Issue (i): Whether section 241 of the Income-tax Act, 1961 is ultra vires on the ground that it enables withholding of a refund despite an earlier judicial decision in favour of the assessee and confers arbitrary power offending article 14 of the Constitution of India.
Analysis: The provision was construed as an interim procedural safeguard allowing withholding of refund only where the refund order is the subject-matter of an appeal or further proceeding and only with the previous approval of the Commissioner. The power was held to be circumscribed by objective conditions, including the requirement that the Income-tax Officer must form an opinion that the refund is likely to adversely affect revenue. The Court held that the section does not annul judicial decisions, does not trench upon judicial power, and merely regulates the timing of refund pending final determination. The existence of supervisory approval was treated as a safeguard against arbitrariness.
Conclusion: Section 241 was upheld as constitutional and not violative of article 14; the challenge failed.
Issue (ii): Whether section 241 of the Income-tax Act, 1961 can apply to refund proceedings arising out of assessments under the repealed Indian Income-tax Act, 1922.
Analysis: The Court held that the right to seek refund arose only after the assessee succeeded in the reference, by which time the new Act had come into force.
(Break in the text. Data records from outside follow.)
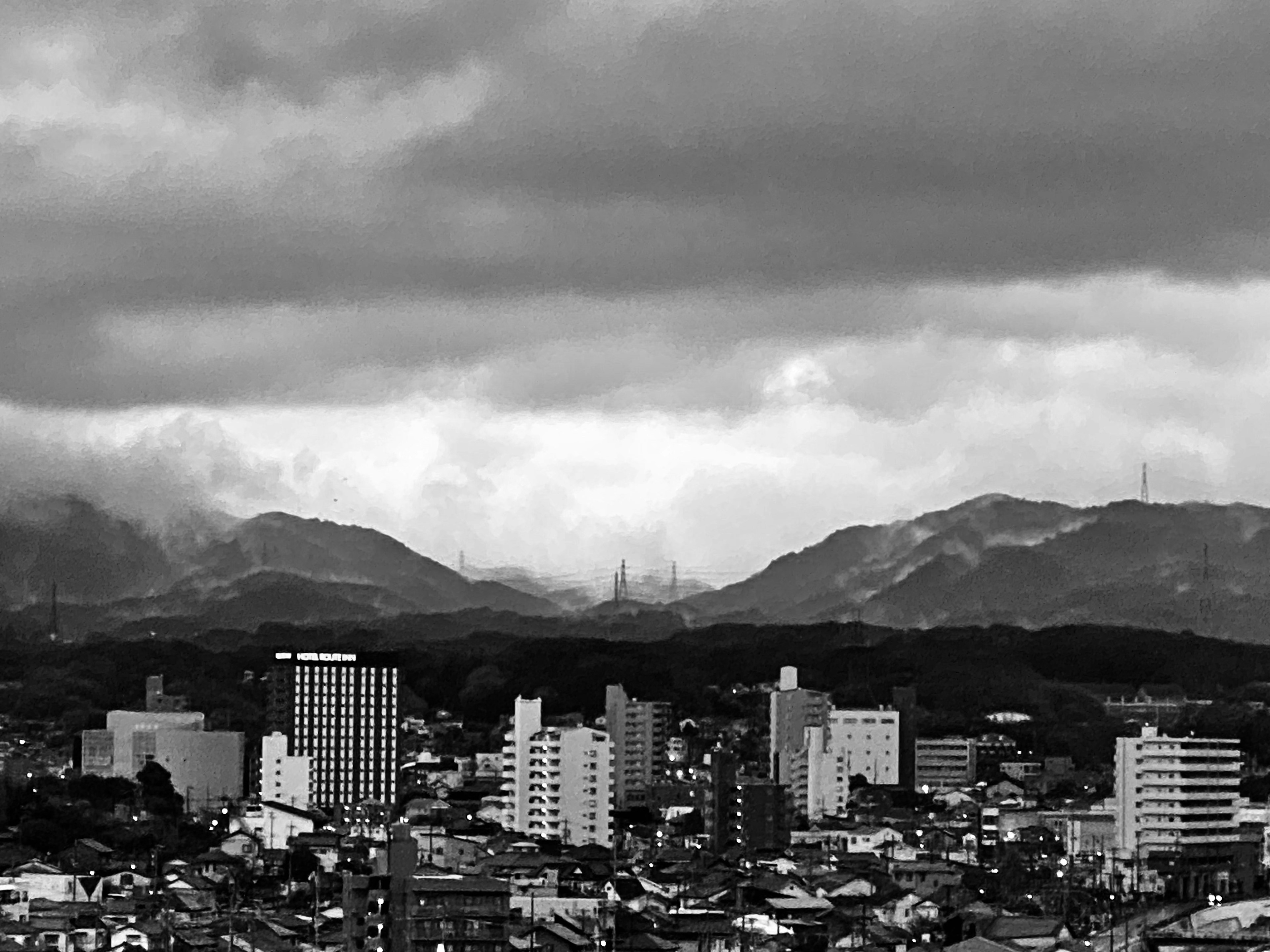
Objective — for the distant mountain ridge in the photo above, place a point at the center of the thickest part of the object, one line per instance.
(1014, 562)
(243, 572)
(994, 560)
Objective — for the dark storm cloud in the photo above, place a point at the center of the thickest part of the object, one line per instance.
(971, 140)
(611, 159)
(299, 50)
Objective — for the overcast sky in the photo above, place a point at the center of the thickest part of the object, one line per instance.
(558, 282)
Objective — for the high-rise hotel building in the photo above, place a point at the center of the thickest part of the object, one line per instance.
(1178, 804)
(340, 709)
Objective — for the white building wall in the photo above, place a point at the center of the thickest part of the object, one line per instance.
(557, 784)
(274, 827)
(864, 742)
(285, 778)
(526, 722)
(586, 786)
(127, 724)
(1173, 793)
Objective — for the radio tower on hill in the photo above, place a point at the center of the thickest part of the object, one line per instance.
(54, 627)
(1206, 596)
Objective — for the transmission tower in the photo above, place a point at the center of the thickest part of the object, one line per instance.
(54, 629)
(1206, 595)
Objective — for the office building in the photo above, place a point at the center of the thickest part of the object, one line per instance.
(639, 732)
(746, 813)
(407, 913)
(1176, 807)
(340, 709)
(158, 701)
(285, 778)
(944, 763)
(905, 700)
(854, 743)
(793, 710)
(557, 781)
(206, 767)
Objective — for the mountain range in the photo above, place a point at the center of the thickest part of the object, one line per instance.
(227, 572)
(1197, 567)
(996, 559)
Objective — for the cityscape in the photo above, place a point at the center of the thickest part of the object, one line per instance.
(771, 817)
(634, 476)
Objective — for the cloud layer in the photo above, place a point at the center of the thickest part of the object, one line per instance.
(567, 281)
(201, 192)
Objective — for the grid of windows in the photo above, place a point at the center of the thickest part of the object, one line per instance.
(345, 716)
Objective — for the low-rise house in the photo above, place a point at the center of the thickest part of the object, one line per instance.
(701, 931)
(553, 937)
(20, 933)
(925, 876)
(1028, 932)
(446, 852)
(323, 845)
(243, 845)
(274, 824)
(870, 840)
(629, 892)
(145, 936)
(15, 899)
(898, 911)
(68, 927)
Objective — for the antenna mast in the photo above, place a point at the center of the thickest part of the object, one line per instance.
(53, 616)
(1206, 595)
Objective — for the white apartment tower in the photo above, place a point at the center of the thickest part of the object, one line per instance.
(557, 781)
(862, 742)
(639, 732)
(792, 711)
(341, 711)
(816, 749)
(1176, 796)
(285, 778)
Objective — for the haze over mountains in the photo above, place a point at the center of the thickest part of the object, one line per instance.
(1004, 560)
(990, 560)
(229, 572)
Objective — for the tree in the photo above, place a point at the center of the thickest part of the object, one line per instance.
(158, 795)
(300, 865)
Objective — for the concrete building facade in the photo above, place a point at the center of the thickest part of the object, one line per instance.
(206, 767)
(745, 813)
(854, 743)
(639, 732)
(340, 709)
(1176, 804)
(557, 781)
(285, 778)
(793, 710)
(944, 763)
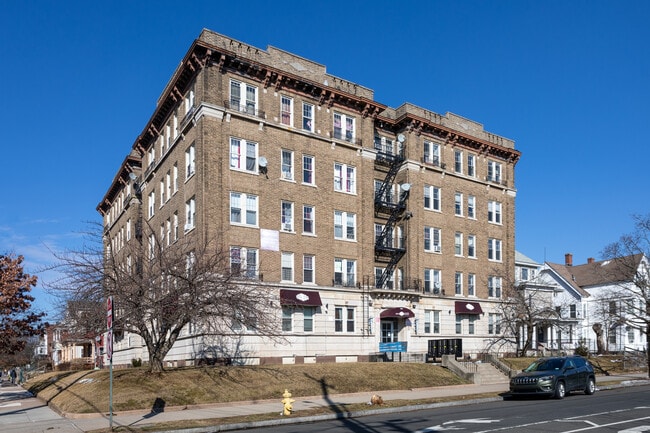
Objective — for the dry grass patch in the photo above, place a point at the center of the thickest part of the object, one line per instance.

It further held that section 241 dealt only with the procedure and forum for postponing refund pending appellate proceedings, not with the substantive right to refund. The provision was therefore treated as applicable to pending proceedings under the transition scheme in section 297(2) of the Income-tax Act, 1961.
Conclusion: Section 241 was held applicable to the refund proceedings notwithstanding that the underlying assessments related to the repealed Act.
Final Conclusion: The writ petition was rejected, and the order withholding the refund was sustained.
Ratio Decidendi: A statutory provision that merely regulates the interim withholding of refund pending appeal, subject to objective conditions and prior approval, is constitutionally valid and may apply to pending refund proceedings as a procedural measure without impermissibly nullifying a judicial decision.